長年勤めた会社から受け取った退職金2,000万円。「これで老後は安泰だ」と胸をなでおろした遠藤さん(仮名・70代)が、なぜ絶望の淵に立たされることになったのでしょうか。きっかけは、元同期の飲み会で知った思わぬ事実。妻に内緒で始めたことが、取り返しのつかない事態へと向かいます。今回は、退職金運用の落とし穴と失敗してしまった時の対処法について、FPの青山創星氏と一緒に考えていきましょう。
(※写真はイメージです/PIXTA)
こんな老後のはずじゃなかったのに…退職金と貯蓄2,800万円が半減、妻も失った70代男性の後悔。転落の始まりは「元同期との飲み会」【FPの助言】
退職金運用で絶対に避けるべき落とし穴
遠藤さんの事例から学べる教訓は以下の通りです。
•退職金は老後の生活基盤:一攫千金を狙う投機の対象ではない
•妻への相談は必須:家族の将来に関わる重要な決断は必ず共有する
•友人や知人の投資話に要注意:失敗は忘れ成功を美化しがち。話半分で聞くべし
•高レバレッジ投資は危険:FXや信用取引は退職金では絶対に避ける
•仮想通貨への過度な期待は禁物:リスクの高さを理解していない人は手を出すべきではない
•「確実に儲かる」話は存在しない:甘い話には必ず裏があると疑う
•失敗した場合の対処法:追加投資ではなく、生活コストの見直しや収入確保を優先
•残った資産の保全:リスク投資から完全に手を引き、元本保証商品で運用
退職金2,000万円という大金を「減らしたくない」「もっと増やしたい」という気持ちは理解できます。しかし、それは老後の生活を支える大切な資金であり、ギャンブルの元手ではありません。
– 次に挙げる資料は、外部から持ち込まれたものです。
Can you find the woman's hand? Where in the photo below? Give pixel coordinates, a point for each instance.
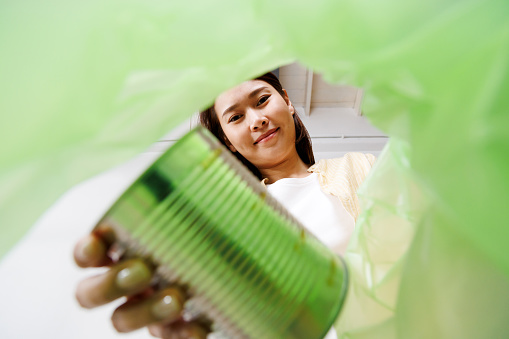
(146, 306)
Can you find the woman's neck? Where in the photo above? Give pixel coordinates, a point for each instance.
(290, 168)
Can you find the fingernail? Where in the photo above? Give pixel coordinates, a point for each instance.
(166, 308)
(86, 249)
(134, 276)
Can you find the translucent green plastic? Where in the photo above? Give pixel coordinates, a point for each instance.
(85, 86)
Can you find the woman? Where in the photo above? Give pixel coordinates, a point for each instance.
(257, 122)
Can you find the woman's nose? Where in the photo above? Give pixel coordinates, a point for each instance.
(258, 121)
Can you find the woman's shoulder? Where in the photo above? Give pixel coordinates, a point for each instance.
(350, 161)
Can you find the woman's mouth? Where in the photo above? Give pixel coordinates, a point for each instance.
(266, 136)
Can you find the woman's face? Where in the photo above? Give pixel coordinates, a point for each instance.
(258, 123)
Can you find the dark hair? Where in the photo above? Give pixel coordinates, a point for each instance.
(208, 119)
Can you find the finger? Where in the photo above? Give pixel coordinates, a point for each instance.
(91, 251)
(126, 278)
(164, 306)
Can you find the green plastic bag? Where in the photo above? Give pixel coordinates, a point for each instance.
(86, 86)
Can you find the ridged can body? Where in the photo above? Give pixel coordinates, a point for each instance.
(208, 224)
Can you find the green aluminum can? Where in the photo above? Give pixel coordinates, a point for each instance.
(207, 223)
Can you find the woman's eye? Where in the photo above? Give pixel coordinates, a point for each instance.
(263, 99)
(234, 118)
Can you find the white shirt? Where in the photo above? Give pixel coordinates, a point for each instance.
(322, 214)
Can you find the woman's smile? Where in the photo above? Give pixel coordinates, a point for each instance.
(266, 136)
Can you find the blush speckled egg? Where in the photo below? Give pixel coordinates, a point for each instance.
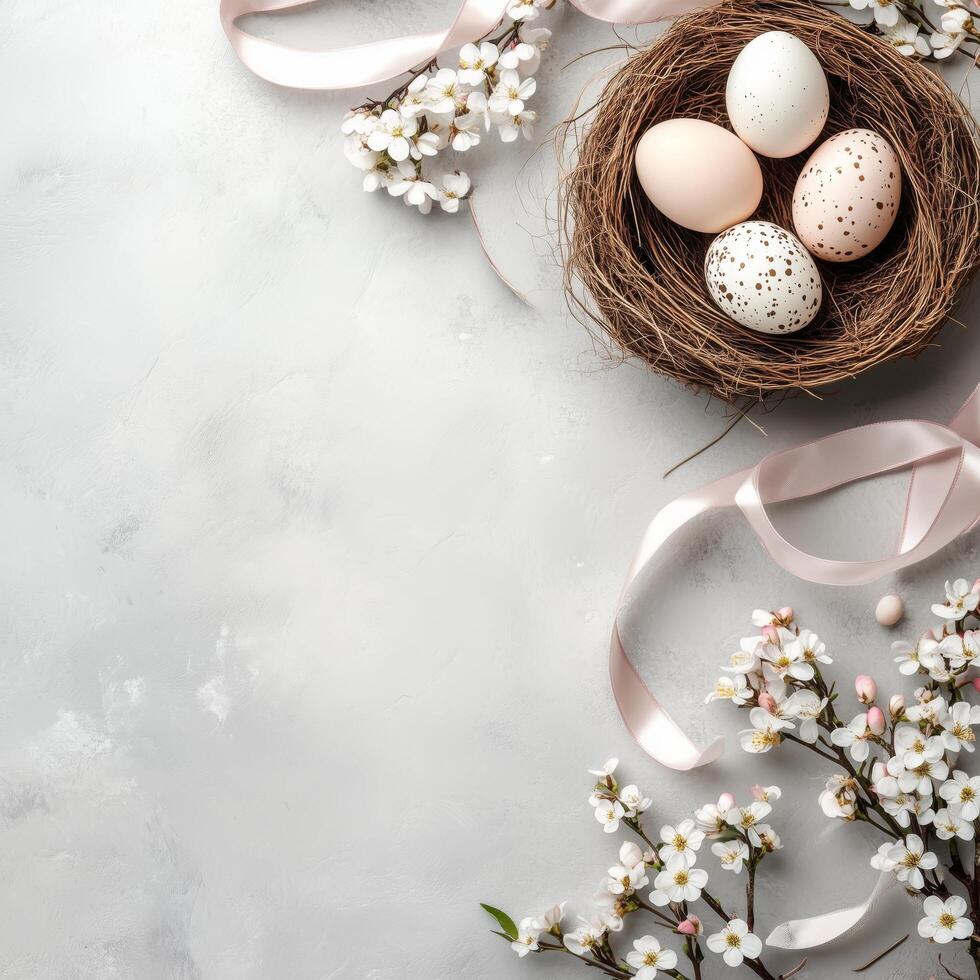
(777, 95)
(847, 195)
(699, 175)
(763, 278)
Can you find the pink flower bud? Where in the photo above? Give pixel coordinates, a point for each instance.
(876, 720)
(866, 688)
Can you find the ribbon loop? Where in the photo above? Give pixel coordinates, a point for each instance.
(943, 503)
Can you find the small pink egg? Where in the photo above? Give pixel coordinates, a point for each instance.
(847, 196)
(889, 610)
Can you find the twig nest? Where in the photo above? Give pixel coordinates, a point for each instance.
(638, 278)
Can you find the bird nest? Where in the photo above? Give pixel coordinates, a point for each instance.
(637, 278)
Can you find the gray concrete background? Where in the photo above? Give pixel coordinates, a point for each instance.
(312, 534)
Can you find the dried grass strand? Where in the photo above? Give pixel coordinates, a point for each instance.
(636, 279)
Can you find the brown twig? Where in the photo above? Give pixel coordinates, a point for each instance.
(636, 279)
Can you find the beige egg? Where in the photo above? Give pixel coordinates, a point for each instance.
(699, 175)
(847, 196)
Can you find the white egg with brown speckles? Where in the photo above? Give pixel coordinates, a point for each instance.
(847, 196)
(777, 95)
(763, 278)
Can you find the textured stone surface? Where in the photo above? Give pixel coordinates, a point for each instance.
(313, 532)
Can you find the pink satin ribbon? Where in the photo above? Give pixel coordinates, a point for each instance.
(377, 61)
(944, 493)
(943, 502)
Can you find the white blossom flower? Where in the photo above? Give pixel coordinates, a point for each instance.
(465, 131)
(746, 818)
(360, 154)
(810, 647)
(550, 918)
(855, 737)
(523, 9)
(960, 597)
(746, 658)
(911, 859)
(839, 799)
(806, 707)
(414, 102)
(634, 801)
(631, 855)
(424, 145)
(904, 36)
(527, 938)
(475, 62)
(911, 746)
(380, 176)
(624, 880)
(903, 806)
(510, 94)
(711, 817)
(735, 689)
(678, 882)
(732, 854)
(777, 617)
(885, 12)
(932, 712)
(609, 813)
(451, 189)
(393, 133)
(961, 651)
(764, 733)
(945, 921)
(586, 938)
(963, 791)
(684, 840)
(768, 838)
(919, 780)
(735, 943)
(956, 19)
(442, 90)
(510, 127)
(786, 661)
(881, 860)
(648, 957)
(607, 768)
(607, 911)
(525, 54)
(949, 823)
(906, 656)
(958, 726)
(408, 184)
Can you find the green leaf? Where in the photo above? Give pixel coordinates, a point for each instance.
(506, 922)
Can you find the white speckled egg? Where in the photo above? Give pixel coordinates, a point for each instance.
(763, 278)
(777, 95)
(847, 195)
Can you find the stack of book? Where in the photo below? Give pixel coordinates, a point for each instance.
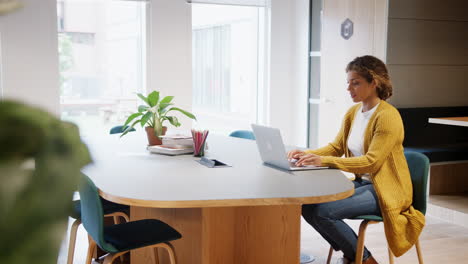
(173, 145)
老後は労働収入を得る機会が限られるため、高リスク商品への投資には特に慎重な姿勢が求められます。とりわけ、これまで投資経験のない人が退職金のような大金を手にした場合、投資そのものを見送る判断も賢明な選択肢です。投資には知識と経験の蓄積が不可欠であり、一獲千金を狙うことはあまりにもリスクが大きいのです。
遠藤さんのような悲劇を繰り返さないために、退職金運用には慎重かつ現実的なアプローチが必要なのです。